Photo courtesy - Cargill

India has withdrawn a controversial notification capping royalty for new genetically modified (GM) traits after biotech industry and experts warned the move would impact introduction of new agri technologies in the country.

The government said in a statement it was now inviting comments from the stakeholders before taking a final call on last week’s notification that took many by surprise.

“The notification regarding the guideline for Bt cotton technology issued on May 18 will be put in the public domain for the period of 90 days, in the same form for comments and suggestions of all stakeholders,” an official statement said.

A clause requiring all existing bilateral agreements between seed licence providers and licensees to adhere to the new pattern within the next 30 days or be considered void was one of the main contentious points in the notification issued last week.

The notification capped the royalty fee for all new genetically modified (GM) seeds at 10 percent of the maximum sale price, a move that seed technology providers said was a huge blow to the innovators in agri-biotech sector.

The government notification that the fee will be capped for the first five years from the time the technology is commercialised in India and then will be lowered by 10 percent every year.

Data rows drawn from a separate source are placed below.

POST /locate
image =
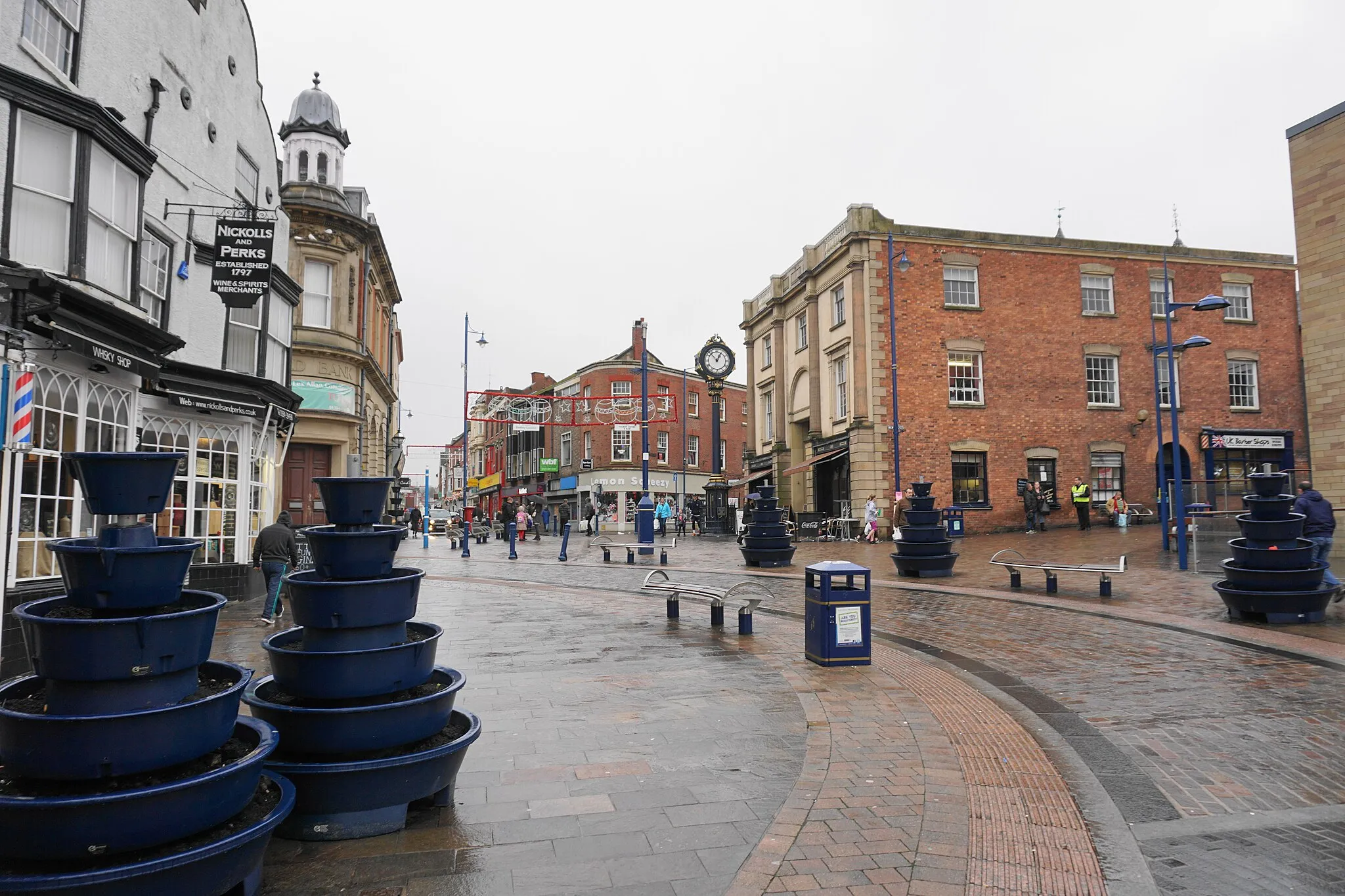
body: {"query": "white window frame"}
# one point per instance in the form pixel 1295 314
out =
pixel 956 297
pixel 155 277
pixel 116 228
pixel 958 387
pixel 841 393
pixel 1088 288
pixel 1246 299
pixel 51 27
pixel 1251 367
pixel 322 303
pixel 768 416
pixel 18 223
pixel 838 305
pixel 1162 382
pixel 1156 288
pixel 1102 363
pixel 622 445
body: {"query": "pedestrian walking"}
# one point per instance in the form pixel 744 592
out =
pixel 662 512
pixel 1319 528
pixel 899 512
pixel 1030 507
pixel 1082 496
pixel 1043 508
pixel 275 553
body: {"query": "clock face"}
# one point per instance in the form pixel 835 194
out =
pixel 717 360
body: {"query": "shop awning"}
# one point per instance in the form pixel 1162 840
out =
pixel 814 461
pixel 97 328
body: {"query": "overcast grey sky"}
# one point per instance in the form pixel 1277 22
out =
pixel 560 169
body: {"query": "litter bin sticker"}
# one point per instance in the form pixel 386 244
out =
pixel 849 630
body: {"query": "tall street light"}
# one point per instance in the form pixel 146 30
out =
pixel 467 333
pixel 1208 304
pixel 902 265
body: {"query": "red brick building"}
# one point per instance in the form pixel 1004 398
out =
pixel 1017 358
pixel 595 453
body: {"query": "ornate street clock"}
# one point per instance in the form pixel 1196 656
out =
pixel 715 362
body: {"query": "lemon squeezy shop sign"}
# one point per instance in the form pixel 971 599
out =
pixel 241 273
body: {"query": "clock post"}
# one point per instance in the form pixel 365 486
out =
pixel 715 363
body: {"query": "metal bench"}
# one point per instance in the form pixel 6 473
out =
pixel 1016 566
pixel 716 595
pixel 607 544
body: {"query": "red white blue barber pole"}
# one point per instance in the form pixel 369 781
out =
pixel 22 429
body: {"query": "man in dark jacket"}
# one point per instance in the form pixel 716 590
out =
pixel 1030 507
pixel 275 553
pixel 1319 528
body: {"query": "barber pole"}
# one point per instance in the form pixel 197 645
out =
pixel 22 430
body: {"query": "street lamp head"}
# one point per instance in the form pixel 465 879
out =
pixel 1210 304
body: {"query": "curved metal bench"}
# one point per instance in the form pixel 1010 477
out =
pixel 716 595
pixel 1015 567
pixel 607 544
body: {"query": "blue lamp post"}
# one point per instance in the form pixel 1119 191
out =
pixel 467 332
pixel 902 265
pixel 1208 304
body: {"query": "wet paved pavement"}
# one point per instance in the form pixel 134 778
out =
pixel 1223 762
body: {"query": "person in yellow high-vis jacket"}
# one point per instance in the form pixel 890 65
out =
pixel 1082 496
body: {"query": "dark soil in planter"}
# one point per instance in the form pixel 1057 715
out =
pixel 85 613
pixel 284 699
pixel 35 704
pixel 412 637
pixel 264 801
pixel 228 754
pixel 456 727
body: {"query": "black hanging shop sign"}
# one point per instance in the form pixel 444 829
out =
pixel 241 270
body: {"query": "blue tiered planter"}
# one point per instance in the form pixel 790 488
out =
pixel 366 717
pixel 925 548
pixel 124 765
pixel 1271 575
pixel 767 542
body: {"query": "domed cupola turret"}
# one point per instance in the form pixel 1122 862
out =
pixel 315 141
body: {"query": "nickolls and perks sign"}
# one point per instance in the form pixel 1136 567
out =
pixel 241 273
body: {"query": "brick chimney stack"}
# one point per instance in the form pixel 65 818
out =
pixel 638 332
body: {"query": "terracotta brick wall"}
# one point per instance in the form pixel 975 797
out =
pixel 1033 367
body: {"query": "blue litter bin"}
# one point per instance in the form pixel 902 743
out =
pixel 954 522
pixel 837 628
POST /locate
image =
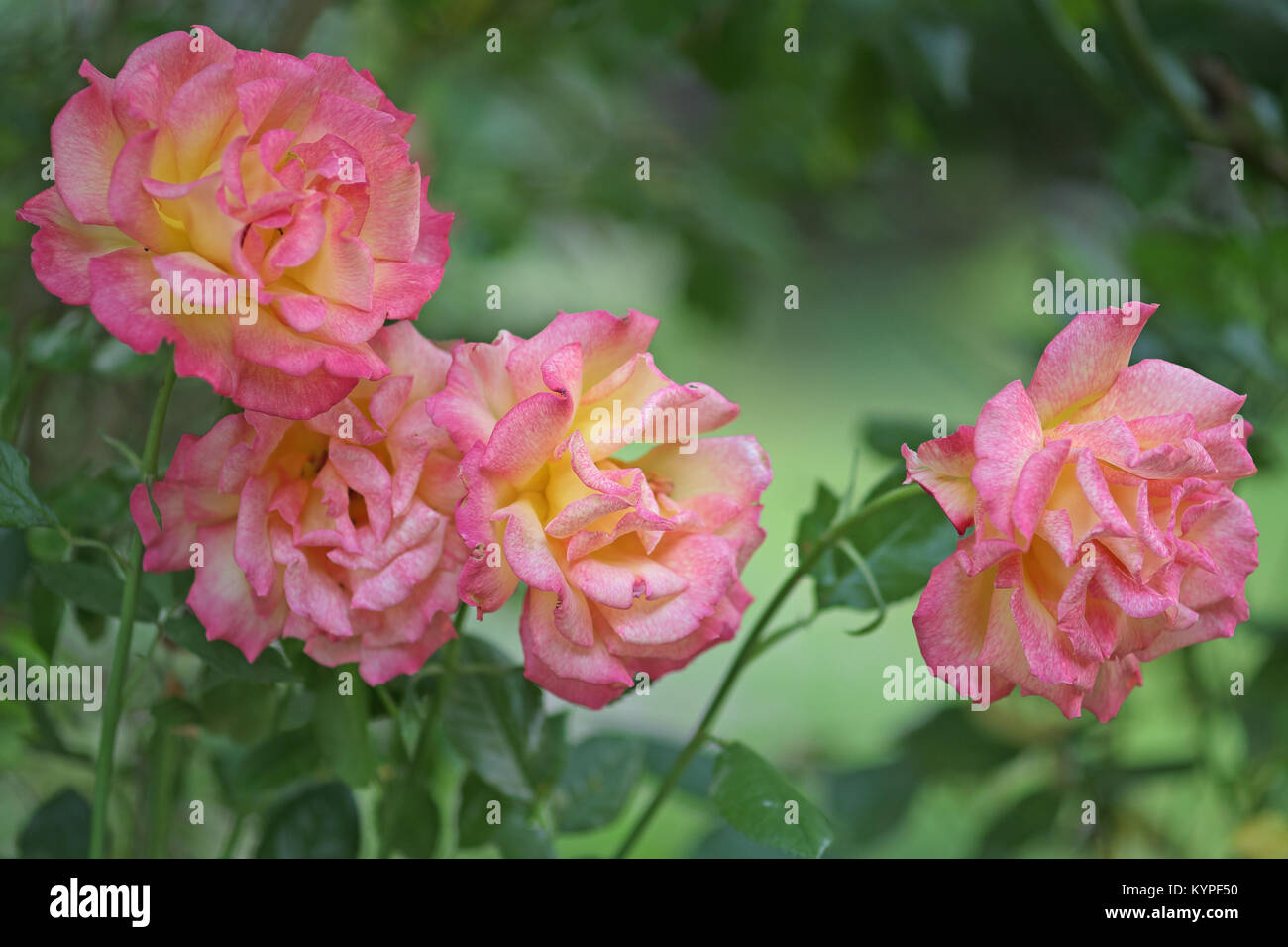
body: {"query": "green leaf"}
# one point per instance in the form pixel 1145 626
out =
pixel 93 587
pixel 696 780
pixel 13 561
pixel 755 799
pixel 250 776
pixel 340 720
pixel 814 522
pixel 901 543
pixel 887 434
pixel 488 817
pixel 65 346
pixel 270 667
pixel 408 818
pixel 496 723
pixel 239 709
pixel 1026 821
pixel 47 616
pixel 872 800
pixel 58 828
pixel 320 821
pixel 84 504
pixel 18 502
pixel 596 784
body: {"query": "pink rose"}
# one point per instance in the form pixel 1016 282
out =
pixel 336 530
pixel 235 176
pixel 1106 531
pixel 631 566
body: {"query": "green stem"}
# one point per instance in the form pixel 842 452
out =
pixel 748 651
pixel 112 705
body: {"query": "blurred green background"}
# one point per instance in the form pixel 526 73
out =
pixel 768 169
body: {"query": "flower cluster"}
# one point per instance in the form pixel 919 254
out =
pixel 261 213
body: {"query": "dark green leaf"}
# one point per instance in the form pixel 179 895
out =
pixel 58 828
pixel 239 709
pixel 496 722
pixel 13 561
pixel 901 543
pixel 596 784
pixel 18 504
pixel 318 821
pixel 755 799
pixel 1029 819
pixel 696 780
pixel 488 817
pixel 408 818
pixel 870 801
pixel 269 667
pixel 340 720
pixel 250 776
pixel 91 586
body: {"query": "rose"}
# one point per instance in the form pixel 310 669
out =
pixel 631 566
pixel 1106 532
pixel 223 165
pixel 336 530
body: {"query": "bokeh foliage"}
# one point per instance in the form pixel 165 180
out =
pixel 768 169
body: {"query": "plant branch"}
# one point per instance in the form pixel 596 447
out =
pixel 748 651
pixel 114 701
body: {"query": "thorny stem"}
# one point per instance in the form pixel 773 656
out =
pixel 114 701
pixel 750 650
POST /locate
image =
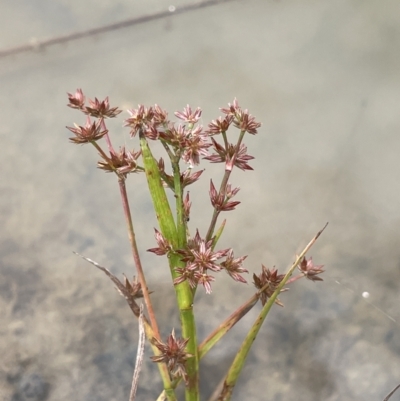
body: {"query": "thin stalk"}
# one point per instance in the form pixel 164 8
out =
pixel 136 258
pixel 238 362
pixel 183 290
pixel 180 215
pixel 224 182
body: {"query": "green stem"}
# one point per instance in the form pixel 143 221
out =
pixel 238 363
pixel 183 290
pixel 224 182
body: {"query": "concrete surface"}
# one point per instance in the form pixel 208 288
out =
pixel 324 79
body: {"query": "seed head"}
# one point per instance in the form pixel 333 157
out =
pixel 88 133
pixel 269 279
pixel 173 354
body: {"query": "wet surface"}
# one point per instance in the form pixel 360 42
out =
pixel 325 81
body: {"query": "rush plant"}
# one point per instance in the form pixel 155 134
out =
pixel 193 258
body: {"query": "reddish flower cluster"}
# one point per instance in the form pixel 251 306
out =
pixel 199 258
pixel 267 282
pixel 173 354
pixel 97 108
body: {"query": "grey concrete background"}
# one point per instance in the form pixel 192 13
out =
pixel 324 79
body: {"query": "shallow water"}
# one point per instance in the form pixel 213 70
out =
pixel 324 79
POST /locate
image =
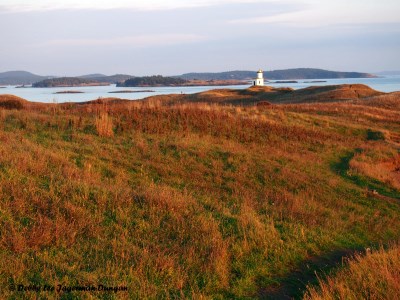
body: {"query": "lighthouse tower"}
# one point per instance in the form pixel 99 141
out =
pixel 260 79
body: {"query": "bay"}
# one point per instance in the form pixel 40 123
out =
pixel 49 95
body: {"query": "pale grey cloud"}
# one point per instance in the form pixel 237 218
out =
pixel 202 36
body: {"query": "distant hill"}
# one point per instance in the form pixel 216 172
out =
pixel 67 82
pixel 157 80
pixel 300 73
pixel 19 77
pixel 89 76
pixel 104 78
pixel 389 73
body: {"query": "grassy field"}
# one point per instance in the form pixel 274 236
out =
pixel 197 201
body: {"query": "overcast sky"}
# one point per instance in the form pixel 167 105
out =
pixel 75 37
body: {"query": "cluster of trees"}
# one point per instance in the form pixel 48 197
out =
pixel 65 81
pixel 156 80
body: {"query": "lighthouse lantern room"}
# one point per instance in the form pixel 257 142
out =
pixel 260 79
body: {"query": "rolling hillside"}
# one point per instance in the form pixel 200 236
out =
pixel 161 199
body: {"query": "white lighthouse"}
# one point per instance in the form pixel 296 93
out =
pixel 260 79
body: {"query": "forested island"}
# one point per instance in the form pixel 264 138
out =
pixel 156 80
pixel 68 82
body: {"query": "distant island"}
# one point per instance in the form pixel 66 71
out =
pixel 68 82
pixel 156 80
pixel 289 74
pixel 27 78
pixel 69 92
pixel 130 91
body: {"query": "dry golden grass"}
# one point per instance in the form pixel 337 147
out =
pixel 373 275
pixel 185 200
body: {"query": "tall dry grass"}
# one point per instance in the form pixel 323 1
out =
pixel 373 275
pixel 181 201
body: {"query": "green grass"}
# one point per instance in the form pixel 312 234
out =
pixel 183 202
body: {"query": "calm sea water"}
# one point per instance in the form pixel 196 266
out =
pixel 48 95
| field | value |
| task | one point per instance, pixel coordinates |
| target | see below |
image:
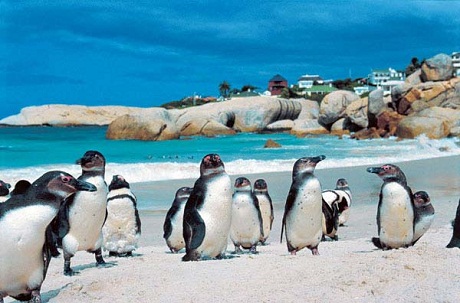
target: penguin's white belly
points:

India already regulates the retail sale price of BT cotton seeds. Cotton is the only crop in which GM technology is allowed for commercial use in India, and the government regulates the retail price of BT cotton seeds,

Companies such as Monsanto had earlier threatened to quit the country of the royalty fee was capped.

The Association of Biotechnology-Led Enterprises – Agriculture Focus Group said the government’s notification was a huge blow to the innovators in agri-biotech sector.

Such a decision will further create an environment of uncertainty and disincentive to technology developers for bringing new technologies into India, which will ultimately harm the farmers as new technologies come slow to them, it said.